Cipher

A cipher is the algorithm that does the actual work of encryption. It defines how to convert readable plaintext into scrambled ciphertext, and how to reverse the process, with the transformation controlled by a key. The key is the secret; the cipher itself is just a procedure. Changing the key changes the output without changing the algorithm.

Classical ciphers fall into two families. Substitution ciphers replace each symbol with another, as in a simple shift of the alphabet, while transposition ciphers keep the symbols but rearrange their order. Both are easy to describe and were used for centuries, but on their own they leak statistical patterns that make them breakable. Shannon’s 1949 secrecy-systems paper analyzed exactly these mechanisms and showed mathematically how much information they reveal.

Modern ciphers are far stronger and come in two main types.
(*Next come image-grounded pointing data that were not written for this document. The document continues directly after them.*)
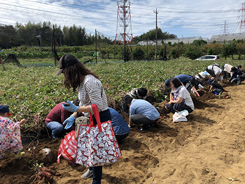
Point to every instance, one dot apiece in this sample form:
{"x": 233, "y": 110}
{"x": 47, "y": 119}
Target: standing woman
{"x": 90, "y": 91}
{"x": 180, "y": 98}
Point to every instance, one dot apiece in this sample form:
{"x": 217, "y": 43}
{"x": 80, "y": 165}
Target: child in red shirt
{"x": 54, "y": 120}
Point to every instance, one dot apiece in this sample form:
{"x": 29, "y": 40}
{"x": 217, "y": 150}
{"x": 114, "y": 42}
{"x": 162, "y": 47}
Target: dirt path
{"x": 207, "y": 149}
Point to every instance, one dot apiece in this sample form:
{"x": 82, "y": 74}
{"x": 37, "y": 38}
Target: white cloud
{"x": 187, "y": 18}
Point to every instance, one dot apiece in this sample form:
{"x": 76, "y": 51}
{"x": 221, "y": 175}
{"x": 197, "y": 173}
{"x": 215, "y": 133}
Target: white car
{"x": 208, "y": 58}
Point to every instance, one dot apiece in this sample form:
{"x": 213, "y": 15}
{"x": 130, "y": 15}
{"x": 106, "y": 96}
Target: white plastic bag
{"x": 180, "y": 116}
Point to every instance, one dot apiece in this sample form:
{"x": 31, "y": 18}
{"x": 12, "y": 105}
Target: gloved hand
{"x": 69, "y": 122}
{"x": 70, "y": 107}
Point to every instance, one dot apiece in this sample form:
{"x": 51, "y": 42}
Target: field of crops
{"x": 35, "y": 90}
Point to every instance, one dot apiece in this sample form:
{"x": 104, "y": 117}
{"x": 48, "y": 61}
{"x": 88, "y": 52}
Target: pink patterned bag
{"x": 97, "y": 144}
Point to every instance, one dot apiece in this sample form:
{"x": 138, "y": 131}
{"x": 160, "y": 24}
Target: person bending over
{"x": 119, "y": 125}
{"x": 180, "y": 98}
{"x": 135, "y": 93}
{"x": 55, "y": 119}
{"x": 237, "y": 76}
{"x": 215, "y": 87}
{"x": 227, "y": 70}
{"x": 141, "y": 113}
{"x": 215, "y": 71}
{"x": 188, "y": 81}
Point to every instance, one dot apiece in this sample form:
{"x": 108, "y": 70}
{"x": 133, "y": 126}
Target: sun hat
{"x": 5, "y": 109}
{"x": 65, "y": 61}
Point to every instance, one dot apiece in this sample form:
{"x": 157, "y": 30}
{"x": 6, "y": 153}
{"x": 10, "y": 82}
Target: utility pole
{"x": 225, "y": 29}
{"x": 124, "y": 30}
{"x": 54, "y": 50}
{"x": 96, "y": 43}
{"x": 147, "y": 47}
{"x": 124, "y": 27}
{"x": 156, "y": 12}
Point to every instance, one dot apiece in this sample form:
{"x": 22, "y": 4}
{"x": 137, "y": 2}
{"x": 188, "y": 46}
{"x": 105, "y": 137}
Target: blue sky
{"x": 184, "y": 18}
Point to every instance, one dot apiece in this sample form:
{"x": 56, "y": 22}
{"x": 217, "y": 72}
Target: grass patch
{"x": 36, "y": 90}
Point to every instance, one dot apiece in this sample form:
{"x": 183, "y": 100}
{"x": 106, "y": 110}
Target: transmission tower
{"x": 225, "y": 28}
{"x": 242, "y": 22}
{"x": 124, "y": 34}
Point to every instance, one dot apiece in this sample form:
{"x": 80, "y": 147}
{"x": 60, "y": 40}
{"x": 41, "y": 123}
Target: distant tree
{"x": 199, "y": 42}
{"x": 240, "y": 47}
{"x": 151, "y": 35}
{"x": 8, "y": 37}
{"x": 225, "y": 50}
{"x": 138, "y": 53}
{"x": 193, "y": 52}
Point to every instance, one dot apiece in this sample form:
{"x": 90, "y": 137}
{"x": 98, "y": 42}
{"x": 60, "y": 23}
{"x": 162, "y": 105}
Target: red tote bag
{"x": 97, "y": 144}
{"x": 68, "y": 148}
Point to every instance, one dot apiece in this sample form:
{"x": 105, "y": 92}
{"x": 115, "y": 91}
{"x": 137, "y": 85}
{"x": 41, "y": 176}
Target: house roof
{"x": 227, "y": 38}
{"x": 186, "y": 40}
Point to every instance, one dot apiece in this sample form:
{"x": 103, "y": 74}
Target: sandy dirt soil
{"x": 208, "y": 149}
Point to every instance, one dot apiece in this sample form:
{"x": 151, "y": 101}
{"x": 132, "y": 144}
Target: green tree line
{"x": 36, "y": 34}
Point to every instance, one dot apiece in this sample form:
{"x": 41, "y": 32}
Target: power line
{"x": 159, "y": 7}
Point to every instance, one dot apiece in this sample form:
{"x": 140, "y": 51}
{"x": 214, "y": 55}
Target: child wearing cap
{"x": 135, "y": 93}
{"x": 10, "y": 133}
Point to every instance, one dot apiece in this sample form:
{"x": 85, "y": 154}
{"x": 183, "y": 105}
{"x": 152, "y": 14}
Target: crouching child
{"x": 141, "y": 112}
{"x": 215, "y": 87}
{"x": 10, "y": 137}
{"x": 180, "y": 98}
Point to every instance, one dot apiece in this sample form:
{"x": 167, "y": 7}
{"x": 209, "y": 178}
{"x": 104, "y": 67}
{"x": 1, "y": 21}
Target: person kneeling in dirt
{"x": 119, "y": 125}
{"x": 188, "y": 81}
{"x": 135, "y": 93}
{"x": 227, "y": 70}
{"x": 10, "y": 137}
{"x": 141, "y": 112}
{"x": 56, "y": 117}
{"x": 237, "y": 76}
{"x": 215, "y": 71}
{"x": 180, "y": 98}
{"x": 215, "y": 87}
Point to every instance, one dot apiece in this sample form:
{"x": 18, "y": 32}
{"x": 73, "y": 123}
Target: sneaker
{"x": 19, "y": 154}
{"x": 88, "y": 174}
{"x": 146, "y": 127}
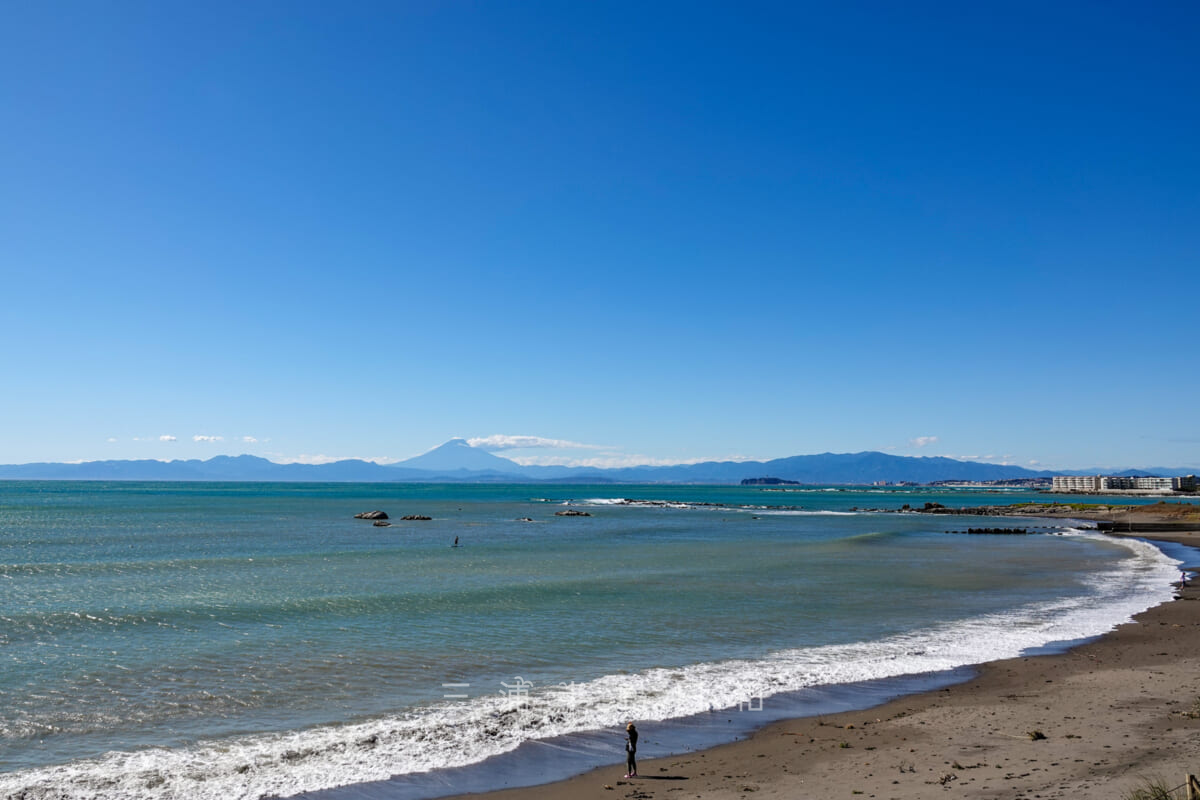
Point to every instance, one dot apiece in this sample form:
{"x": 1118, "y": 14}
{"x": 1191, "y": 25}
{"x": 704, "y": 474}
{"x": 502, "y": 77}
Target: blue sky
{"x": 629, "y": 232}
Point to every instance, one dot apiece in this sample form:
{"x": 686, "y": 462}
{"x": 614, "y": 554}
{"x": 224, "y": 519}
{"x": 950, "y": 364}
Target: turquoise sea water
{"x": 250, "y": 639}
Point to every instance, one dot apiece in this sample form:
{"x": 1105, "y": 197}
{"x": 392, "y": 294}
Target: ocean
{"x": 255, "y": 639}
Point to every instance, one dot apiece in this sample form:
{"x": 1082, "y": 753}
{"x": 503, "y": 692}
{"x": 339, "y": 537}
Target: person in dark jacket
{"x": 630, "y": 750}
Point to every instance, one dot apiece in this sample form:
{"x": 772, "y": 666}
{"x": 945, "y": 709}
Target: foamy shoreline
{"x": 1109, "y": 711}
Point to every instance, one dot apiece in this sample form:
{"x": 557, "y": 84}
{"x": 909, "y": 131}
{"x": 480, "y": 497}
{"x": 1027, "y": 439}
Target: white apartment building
{"x": 1086, "y": 483}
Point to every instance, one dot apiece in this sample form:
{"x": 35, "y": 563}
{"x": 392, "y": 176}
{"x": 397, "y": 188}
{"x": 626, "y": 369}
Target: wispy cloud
{"x": 505, "y": 441}
{"x": 321, "y": 458}
{"x": 613, "y": 461}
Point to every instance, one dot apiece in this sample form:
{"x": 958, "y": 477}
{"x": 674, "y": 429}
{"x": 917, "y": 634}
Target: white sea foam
{"x": 459, "y": 733}
{"x": 802, "y": 512}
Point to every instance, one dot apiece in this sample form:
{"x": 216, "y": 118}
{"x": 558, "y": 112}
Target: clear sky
{"x": 655, "y": 232}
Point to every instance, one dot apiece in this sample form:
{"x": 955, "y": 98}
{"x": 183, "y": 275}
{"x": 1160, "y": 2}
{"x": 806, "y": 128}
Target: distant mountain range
{"x": 459, "y": 462}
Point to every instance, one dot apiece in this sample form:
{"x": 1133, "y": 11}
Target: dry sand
{"x": 1111, "y": 715}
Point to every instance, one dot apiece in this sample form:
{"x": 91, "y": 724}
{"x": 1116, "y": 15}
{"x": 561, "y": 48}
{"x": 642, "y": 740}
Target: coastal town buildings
{"x": 1098, "y": 483}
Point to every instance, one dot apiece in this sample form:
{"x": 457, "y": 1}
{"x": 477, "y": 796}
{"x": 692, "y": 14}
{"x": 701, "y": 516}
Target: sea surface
{"x": 253, "y": 639}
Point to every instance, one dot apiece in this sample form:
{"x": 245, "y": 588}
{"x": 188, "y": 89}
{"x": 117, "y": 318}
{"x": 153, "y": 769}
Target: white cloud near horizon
{"x": 505, "y": 441}
{"x": 321, "y": 458}
{"x": 615, "y": 461}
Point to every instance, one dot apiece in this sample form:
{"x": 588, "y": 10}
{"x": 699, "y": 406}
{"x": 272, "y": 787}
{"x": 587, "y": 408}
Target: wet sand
{"x": 1093, "y": 722}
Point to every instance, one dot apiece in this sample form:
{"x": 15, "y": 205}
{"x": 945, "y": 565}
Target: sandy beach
{"x": 1098, "y": 721}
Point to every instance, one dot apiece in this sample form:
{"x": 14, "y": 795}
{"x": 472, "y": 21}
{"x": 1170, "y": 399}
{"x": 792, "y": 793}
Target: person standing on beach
{"x": 630, "y": 750}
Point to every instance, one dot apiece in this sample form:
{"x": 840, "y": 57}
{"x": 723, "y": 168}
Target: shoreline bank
{"x": 1099, "y": 720}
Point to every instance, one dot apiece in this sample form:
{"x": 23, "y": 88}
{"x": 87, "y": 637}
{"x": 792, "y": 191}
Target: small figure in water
{"x": 630, "y": 750}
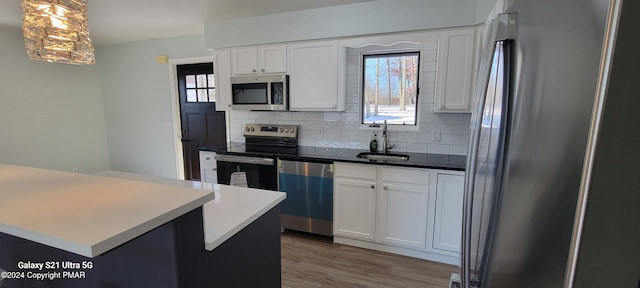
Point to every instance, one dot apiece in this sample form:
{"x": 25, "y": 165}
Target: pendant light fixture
{"x": 57, "y": 31}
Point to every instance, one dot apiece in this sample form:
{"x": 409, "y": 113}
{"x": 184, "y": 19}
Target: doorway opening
{"x": 200, "y": 124}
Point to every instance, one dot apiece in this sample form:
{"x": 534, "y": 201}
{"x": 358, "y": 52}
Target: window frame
{"x": 361, "y": 75}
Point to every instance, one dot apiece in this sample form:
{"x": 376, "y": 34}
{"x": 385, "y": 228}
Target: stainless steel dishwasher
{"x": 309, "y": 203}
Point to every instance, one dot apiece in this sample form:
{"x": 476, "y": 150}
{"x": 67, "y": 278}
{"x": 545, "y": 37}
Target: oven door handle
{"x": 244, "y": 159}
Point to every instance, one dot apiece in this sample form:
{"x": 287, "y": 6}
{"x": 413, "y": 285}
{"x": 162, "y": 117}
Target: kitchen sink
{"x": 383, "y": 156}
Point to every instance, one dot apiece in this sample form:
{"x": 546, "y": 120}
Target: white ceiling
{"x": 118, "y": 21}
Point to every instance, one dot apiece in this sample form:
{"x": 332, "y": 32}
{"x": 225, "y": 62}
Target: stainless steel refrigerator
{"x": 552, "y": 190}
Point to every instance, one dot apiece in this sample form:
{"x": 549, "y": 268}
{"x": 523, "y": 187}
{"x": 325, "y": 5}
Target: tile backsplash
{"x": 343, "y": 129}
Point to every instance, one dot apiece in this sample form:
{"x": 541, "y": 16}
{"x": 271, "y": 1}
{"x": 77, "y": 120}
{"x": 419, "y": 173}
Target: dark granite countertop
{"x": 305, "y": 153}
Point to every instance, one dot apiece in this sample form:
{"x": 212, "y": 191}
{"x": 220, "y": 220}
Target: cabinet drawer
{"x": 355, "y": 171}
{"x": 406, "y": 175}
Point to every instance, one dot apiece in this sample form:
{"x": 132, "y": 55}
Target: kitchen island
{"x": 61, "y": 229}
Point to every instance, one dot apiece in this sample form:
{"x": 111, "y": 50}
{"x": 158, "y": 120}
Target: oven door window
{"x": 250, "y": 93}
{"x": 258, "y": 176}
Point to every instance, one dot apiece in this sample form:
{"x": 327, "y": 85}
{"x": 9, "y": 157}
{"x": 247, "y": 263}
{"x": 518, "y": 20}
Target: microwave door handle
{"x": 244, "y": 159}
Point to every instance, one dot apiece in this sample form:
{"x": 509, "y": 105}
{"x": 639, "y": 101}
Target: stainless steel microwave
{"x": 260, "y": 93}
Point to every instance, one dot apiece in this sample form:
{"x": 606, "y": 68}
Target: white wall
{"x": 137, "y": 99}
{"x": 51, "y": 114}
{"x": 382, "y": 16}
{"x": 483, "y": 9}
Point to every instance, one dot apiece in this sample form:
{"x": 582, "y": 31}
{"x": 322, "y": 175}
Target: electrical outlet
{"x": 436, "y": 136}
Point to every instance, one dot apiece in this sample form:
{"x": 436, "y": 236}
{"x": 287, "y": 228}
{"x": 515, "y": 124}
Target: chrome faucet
{"x": 385, "y": 139}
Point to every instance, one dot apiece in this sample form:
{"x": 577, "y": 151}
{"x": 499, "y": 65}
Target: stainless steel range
{"x": 269, "y": 160}
{"x": 255, "y": 160}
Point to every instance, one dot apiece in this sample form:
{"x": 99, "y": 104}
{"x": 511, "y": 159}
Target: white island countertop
{"x": 87, "y": 214}
{"x": 233, "y": 208}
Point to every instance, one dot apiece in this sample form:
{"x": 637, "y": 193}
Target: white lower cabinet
{"x": 208, "y": 169}
{"x": 355, "y": 214}
{"x": 448, "y": 217}
{"x": 377, "y": 203}
{"x": 403, "y": 215}
{"x": 409, "y": 211}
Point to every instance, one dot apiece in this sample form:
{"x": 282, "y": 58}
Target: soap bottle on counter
{"x": 373, "y": 144}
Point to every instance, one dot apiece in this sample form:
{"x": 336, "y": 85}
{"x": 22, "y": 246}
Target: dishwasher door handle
{"x": 244, "y": 159}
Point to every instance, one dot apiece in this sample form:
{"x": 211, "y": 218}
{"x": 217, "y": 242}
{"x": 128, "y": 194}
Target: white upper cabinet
{"x": 259, "y": 60}
{"x": 455, "y": 79}
{"x": 317, "y": 76}
{"x": 222, "y": 75}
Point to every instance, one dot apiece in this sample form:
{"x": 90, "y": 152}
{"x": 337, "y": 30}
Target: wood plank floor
{"x": 315, "y": 261}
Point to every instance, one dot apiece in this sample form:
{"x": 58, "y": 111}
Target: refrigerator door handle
{"x": 503, "y": 27}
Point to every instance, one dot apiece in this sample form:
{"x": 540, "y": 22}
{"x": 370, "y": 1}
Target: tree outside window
{"x": 390, "y": 88}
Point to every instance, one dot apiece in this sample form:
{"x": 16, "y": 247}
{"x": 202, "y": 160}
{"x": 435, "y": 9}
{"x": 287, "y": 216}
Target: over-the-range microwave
{"x": 260, "y": 93}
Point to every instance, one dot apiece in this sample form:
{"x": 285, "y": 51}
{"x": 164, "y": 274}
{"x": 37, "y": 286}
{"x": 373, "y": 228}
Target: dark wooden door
{"x": 201, "y": 124}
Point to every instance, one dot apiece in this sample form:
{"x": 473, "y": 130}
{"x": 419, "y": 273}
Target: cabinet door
{"x": 455, "y": 71}
{"x": 222, "y": 75}
{"x": 403, "y": 215}
{"x": 273, "y": 59}
{"x": 244, "y": 60}
{"x": 354, "y": 208}
{"x": 208, "y": 169}
{"x": 314, "y": 76}
{"x": 448, "y": 217}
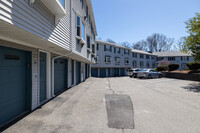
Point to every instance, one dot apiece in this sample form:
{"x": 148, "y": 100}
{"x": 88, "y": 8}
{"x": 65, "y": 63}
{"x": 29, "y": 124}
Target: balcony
{"x": 57, "y": 7}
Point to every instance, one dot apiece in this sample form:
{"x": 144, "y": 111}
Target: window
{"x": 171, "y": 58}
{"x": 107, "y": 59}
{"x": 78, "y": 26}
{"x": 184, "y": 65}
{"x": 184, "y": 58}
{"x": 62, "y": 2}
{"x": 117, "y": 60}
{"x": 83, "y": 31}
{"x": 88, "y": 42}
{"x": 134, "y": 55}
{"x": 97, "y": 46}
{"x": 126, "y": 51}
{"x": 107, "y": 48}
{"x": 141, "y": 56}
{"x": 153, "y": 65}
{"x": 81, "y": 3}
{"x": 141, "y": 64}
{"x": 134, "y": 63}
{"x": 126, "y": 61}
{"x": 118, "y": 50}
{"x": 147, "y": 64}
{"x": 93, "y": 48}
{"x": 159, "y": 58}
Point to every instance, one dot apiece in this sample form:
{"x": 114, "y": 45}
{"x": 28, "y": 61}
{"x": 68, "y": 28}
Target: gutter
{"x": 65, "y": 55}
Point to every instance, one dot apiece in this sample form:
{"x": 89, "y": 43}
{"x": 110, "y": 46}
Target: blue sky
{"x": 134, "y": 20}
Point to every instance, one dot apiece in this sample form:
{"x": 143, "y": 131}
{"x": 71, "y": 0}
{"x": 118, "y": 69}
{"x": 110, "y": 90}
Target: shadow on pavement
{"x": 195, "y": 87}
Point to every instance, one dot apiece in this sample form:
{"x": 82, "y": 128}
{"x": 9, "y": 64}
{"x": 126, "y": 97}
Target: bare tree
{"x": 179, "y": 44}
{"x": 110, "y": 40}
{"x": 126, "y": 44}
{"x": 140, "y": 45}
{"x": 159, "y": 42}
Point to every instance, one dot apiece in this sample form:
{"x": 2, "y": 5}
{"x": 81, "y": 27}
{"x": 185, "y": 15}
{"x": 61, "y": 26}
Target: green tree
{"x": 192, "y": 42}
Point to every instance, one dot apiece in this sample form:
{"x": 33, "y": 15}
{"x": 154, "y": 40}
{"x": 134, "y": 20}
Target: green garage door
{"x": 94, "y": 72}
{"x": 86, "y": 71}
{"x": 116, "y": 72}
{"x": 60, "y": 75}
{"x": 102, "y": 72}
{"x": 15, "y": 83}
{"x": 122, "y": 71}
{"x": 78, "y": 72}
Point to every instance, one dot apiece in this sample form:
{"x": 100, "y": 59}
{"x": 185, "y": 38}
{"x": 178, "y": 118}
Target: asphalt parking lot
{"x": 158, "y": 106}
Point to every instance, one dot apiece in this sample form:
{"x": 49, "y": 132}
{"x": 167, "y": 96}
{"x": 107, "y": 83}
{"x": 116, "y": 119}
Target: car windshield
{"x": 142, "y": 70}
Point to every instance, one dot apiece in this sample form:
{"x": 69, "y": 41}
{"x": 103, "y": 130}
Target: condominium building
{"x": 45, "y": 48}
{"x": 176, "y": 57}
{"x": 115, "y": 60}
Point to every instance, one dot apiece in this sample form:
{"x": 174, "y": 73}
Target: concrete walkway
{"x": 160, "y": 106}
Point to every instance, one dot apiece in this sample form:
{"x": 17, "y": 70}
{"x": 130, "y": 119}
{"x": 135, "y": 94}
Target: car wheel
{"x": 149, "y": 77}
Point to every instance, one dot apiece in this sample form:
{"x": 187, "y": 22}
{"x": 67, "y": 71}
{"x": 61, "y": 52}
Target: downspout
{"x": 65, "y": 55}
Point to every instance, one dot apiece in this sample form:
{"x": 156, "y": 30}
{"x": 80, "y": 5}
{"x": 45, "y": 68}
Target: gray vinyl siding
{"x": 101, "y": 58}
{"x": 78, "y": 10}
{"x": 179, "y": 61}
{"x": 38, "y": 20}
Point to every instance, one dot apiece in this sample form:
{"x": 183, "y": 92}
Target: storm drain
{"x": 119, "y": 111}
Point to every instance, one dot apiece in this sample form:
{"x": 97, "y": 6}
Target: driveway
{"x": 160, "y": 106}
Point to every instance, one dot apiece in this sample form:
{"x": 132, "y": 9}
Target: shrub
{"x": 163, "y": 65}
{"x": 173, "y": 67}
{"x": 193, "y": 65}
{"x": 161, "y": 68}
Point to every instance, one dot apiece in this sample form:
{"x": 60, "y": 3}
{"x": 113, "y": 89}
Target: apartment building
{"x": 177, "y": 57}
{"x": 45, "y": 48}
{"x": 142, "y": 59}
{"x": 115, "y": 60}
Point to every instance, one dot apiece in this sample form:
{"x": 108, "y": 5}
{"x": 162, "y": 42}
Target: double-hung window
{"x": 171, "y": 58}
{"x": 78, "y": 26}
{"x": 134, "y": 55}
{"x": 117, "y": 61}
{"x": 141, "y": 64}
{"x": 62, "y": 2}
{"x": 83, "y": 31}
{"x": 126, "y": 61}
{"x": 107, "y": 48}
{"x": 126, "y": 51}
{"x": 134, "y": 63}
{"x": 147, "y": 64}
{"x": 88, "y": 41}
{"x": 141, "y": 56}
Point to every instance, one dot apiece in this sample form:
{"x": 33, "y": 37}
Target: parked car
{"x": 148, "y": 73}
{"x": 133, "y": 73}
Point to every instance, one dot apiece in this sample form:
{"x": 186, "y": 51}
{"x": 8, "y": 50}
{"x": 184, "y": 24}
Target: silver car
{"x": 148, "y": 73}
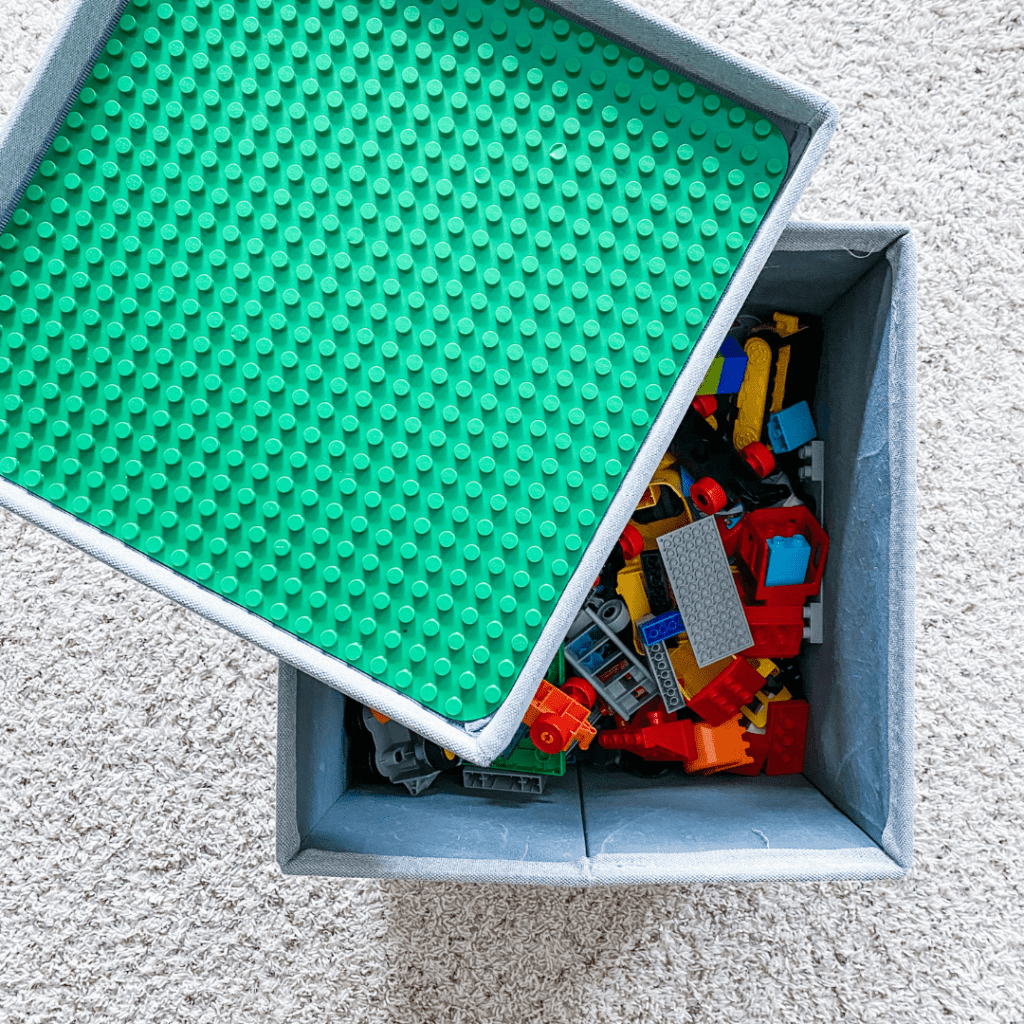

Block ciphers, such as AES, encrypt fixed-size blocks of data at a time; stream ciphers encrypt data continuously, one bit or byte at a time. NIST specifies the approved block ciphers and modes of operation in its cryptographic standards, which is how a single well-studied algorithm becomes the basis for protecting data everywhere.

A good modern cipher combines substitution and transposition-like steps over many rounds, following Shannon’s principles of confusion and diffusion, so that the relationship between key, plaintext, and ciphertext is too tangled to unravel without the key. The security rests on the key remaining secret, not on the cipher being unknown.